From the U.S. healthcare business front,
- Yahoo Finance lets us know,
- “Independence Blue Cross (IBX) is helping to improve recovery outcomes for its Medicare Advantage members after they leave the hospital and reduce costs with its Post-Acute Care Program. The program combines predictive analytics, proactive case management, and a focus on home-based recovery, to ensure members receive the right care at the right time after a stay at the hospital. Since its launch in July 2022, it has helped to improve CAHPS survey scores—a tool used to measure members’ experiences with health care services and strengthen health care in the U.S. It has also delivered $13 million in cost savings and earned the prestigious Blue Cross Blue Shield Association’s (BCBSA) North Star Award for its measurable impact.”
- Per Beckers Payer Issues,
- “Priority Health, the insurance arm of Grand Rapids, Mich. based Corewell Health, will become the governing member of Group Health Cooperative of Eau Claire, a Wisconsin-based health plan with more than 61,000 members.
- “Both organizations expect the transaction to close by the end of 2025, pending regulatory approvals.
- “The agreement will make Priority Health a four-state health plan with more than 1.3 million members across Michigan, Indiana, Ohio and Wisconsin.”
- Per the AHA News,
- “The AHA July 24 announced it is collaborating with health care technology leader Epic to help hospitals adopt tools that support the early detection and treatment of postpartum hemorrhage, a leading cause of maternal mortality.
- “The organizations have released a toolkit that includes dynamic risk assessments, clinical decision support and treatment guidance embedded in the electronic health record. With the proper permissions from applicable content providers, users of any EHR should be able to implement a similar set of tools.
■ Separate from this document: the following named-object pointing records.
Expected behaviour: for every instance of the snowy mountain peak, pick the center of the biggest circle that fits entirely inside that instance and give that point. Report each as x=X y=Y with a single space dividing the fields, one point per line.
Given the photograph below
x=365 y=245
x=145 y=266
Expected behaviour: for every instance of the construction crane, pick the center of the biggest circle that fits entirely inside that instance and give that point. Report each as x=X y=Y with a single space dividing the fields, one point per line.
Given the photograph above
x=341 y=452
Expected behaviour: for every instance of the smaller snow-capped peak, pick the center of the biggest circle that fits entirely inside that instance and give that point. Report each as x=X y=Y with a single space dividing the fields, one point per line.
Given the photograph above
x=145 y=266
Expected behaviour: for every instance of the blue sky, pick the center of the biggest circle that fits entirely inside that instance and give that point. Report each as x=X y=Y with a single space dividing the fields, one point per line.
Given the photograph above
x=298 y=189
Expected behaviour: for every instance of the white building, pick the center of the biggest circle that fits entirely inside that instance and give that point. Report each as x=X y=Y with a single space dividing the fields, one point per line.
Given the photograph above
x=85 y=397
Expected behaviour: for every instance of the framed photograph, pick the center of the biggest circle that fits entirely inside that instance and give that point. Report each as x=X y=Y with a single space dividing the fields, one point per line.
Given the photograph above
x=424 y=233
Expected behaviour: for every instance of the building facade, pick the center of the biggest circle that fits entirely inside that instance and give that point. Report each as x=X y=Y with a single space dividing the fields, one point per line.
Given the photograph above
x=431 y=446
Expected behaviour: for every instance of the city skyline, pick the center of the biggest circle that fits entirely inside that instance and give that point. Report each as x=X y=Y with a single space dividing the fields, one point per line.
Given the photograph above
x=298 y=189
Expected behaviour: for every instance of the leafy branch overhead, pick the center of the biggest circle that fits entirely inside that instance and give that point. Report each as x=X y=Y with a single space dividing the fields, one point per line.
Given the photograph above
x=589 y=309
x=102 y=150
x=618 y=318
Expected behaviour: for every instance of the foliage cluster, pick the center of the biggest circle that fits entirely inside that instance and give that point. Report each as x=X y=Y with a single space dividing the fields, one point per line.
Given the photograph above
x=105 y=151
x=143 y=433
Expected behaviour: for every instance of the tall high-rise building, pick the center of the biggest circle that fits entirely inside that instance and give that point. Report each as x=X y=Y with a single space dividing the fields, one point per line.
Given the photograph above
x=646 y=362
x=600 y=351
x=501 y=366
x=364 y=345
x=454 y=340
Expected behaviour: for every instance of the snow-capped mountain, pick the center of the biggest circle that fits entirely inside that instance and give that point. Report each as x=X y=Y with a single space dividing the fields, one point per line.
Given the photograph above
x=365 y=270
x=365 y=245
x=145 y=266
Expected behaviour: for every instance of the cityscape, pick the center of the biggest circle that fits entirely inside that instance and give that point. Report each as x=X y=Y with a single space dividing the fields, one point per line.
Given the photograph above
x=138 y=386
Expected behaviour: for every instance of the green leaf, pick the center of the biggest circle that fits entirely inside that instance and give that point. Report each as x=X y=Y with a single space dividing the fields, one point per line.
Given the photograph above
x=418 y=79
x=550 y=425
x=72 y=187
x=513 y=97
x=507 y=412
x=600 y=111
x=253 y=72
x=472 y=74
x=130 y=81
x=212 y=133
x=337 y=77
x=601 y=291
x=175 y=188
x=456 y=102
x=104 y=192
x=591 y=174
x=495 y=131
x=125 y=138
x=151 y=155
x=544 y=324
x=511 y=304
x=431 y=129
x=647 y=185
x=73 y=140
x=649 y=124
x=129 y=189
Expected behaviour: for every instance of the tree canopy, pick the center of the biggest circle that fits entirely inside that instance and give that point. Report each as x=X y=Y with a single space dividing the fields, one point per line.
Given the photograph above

- “The American Hospital Association and Epic share a deep commitment to improving health outcomes for moms and babies,” said Chris DeRienzo, M.D., AHA chief physician executive and a neonatologist. “This new collaboration amplifies our efforts to drive continuous improvement by sharing evidence-based resources to help reduce this tragic condition. It’s a natural extension of AHA’s Patient Safety Initiative, a collaborative data-driven effort to highlight and learn from patient safety progress at hospitals and health systems around the country.”
- “The AHA and Epic will support hospitals in their implementation journey with programming, resources and a space to learn from each other and engage with hospitals already seeing successful outcomes with items that are included in the toolkit.”
- Healthcare Dive informs us,
- “Labcorp has agreed to acquire certain ambulatory outreach laboratory assets from Community Health Systems, furthering an expansion push that has seen the testing services provider forge deals with a growing list of local and national health systems.
- “The $195 million cash agreement with CHS includes patient service centers and in-office phlebotomy locations in 13 states, where Labcorp will assume some facility leases.
- “Evercore ISI analyst Elizabeth Anderson, in a note to clients Tuesday, called the deal “very much in-line with [Labcorp’s] long-stated hospital management and outreach strategy where it continues to build a strong track record.”